Local Current Blog

Pre-Revolution, the Prince Army congregates outside First Avenue

L-r: Sam, Peggy, and Kirk before the Revolution (Cecilia Johnson/MPR)

Tonight, First Avenue is on another level. You can feel it in the air; you can sense it on social media; you can read it on the event poster, which heralds “An Evening With The Revolution: Wendy, Lisa, BrownMark, Dr. Fink & Bobby Z.” Today is the first of three reunion dates for the Revolution, Prince’s official band from 1979 to 1986. As many people have anticipated since April 26 — the day the Revolution announced reunion shows — the air outside First Avenue is electric. But what I didn’t expect was a transcendent experience on the sidewalk.

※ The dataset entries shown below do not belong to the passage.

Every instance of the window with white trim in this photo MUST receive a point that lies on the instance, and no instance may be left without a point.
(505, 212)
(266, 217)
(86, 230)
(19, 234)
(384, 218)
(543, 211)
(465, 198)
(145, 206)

I’d hoped to chat with a few Prince fans before doors opened tonight, meeting people and swapping stories, but I ended up sticking with one group of people for almost an hour. I walked up to them because I loved their outfits: a white shirt bearing the message “[eye symbol] love [Prince symbol]” (on the back: “[Prince symbol] loves me”); a proud, purple shirt with an NPG reference on the back; and lots of love symbol jewelry. I stayed because of the wearers’ open hearts.

Peggy, from Detroit, Mich., has seen dozens of Prince shows. She’s part of the global fan network devoted to Minneapolis’s brightest. And she has countless stories, from being invited onstage by Larry Graham to seeing Minority Report with Prince, to healing from her husband’s death at a Prince show.

Kirk, from Texas, first heard Prince in 1977, and he’s been a fan since then. As an AMC projectionist, he helped run a movie for Prince; the star rented out the theater, and Kirk helped run Scrooged, the 1988 Christmas Carol adaptation, for Prince and the band. “My parents did not like [Prince],” he said, a wry look on his face. “And then when my sister got older and asked about masturbating, they really did not like it.” All of us laughed; thanks, “Darling Nikki.”

Sam, of Iowa, got a Prince-inspired tattoo, even when his son told him not to. When he showed me, several others in line grinned and lifted up their sleeves or pant legs, revealing the lyrics and purple art on their bodies. They’ll walk with Prince’s memory forever.

I stayed on the sidewalk for almost an hour, increasingly amazed by these fans’ dedication and pure love. I commented on the Purple Army’s sense of community, feeling stunned. “That, I think, is the single best thing about being a Prince fan,” said Peggy. “The people I’ve met.”

When I left, I felt like I’d joined a new family.

Prince’s fans are certainly still hurting from his death, knowing that things can never go back to the way they were. Peggy from Detroit says she misses her friends, and everyone misses new music. But there’s hope in the new connections, and there’s solace in the old ones, and there’s love running through it all. I believe Prince would be proud.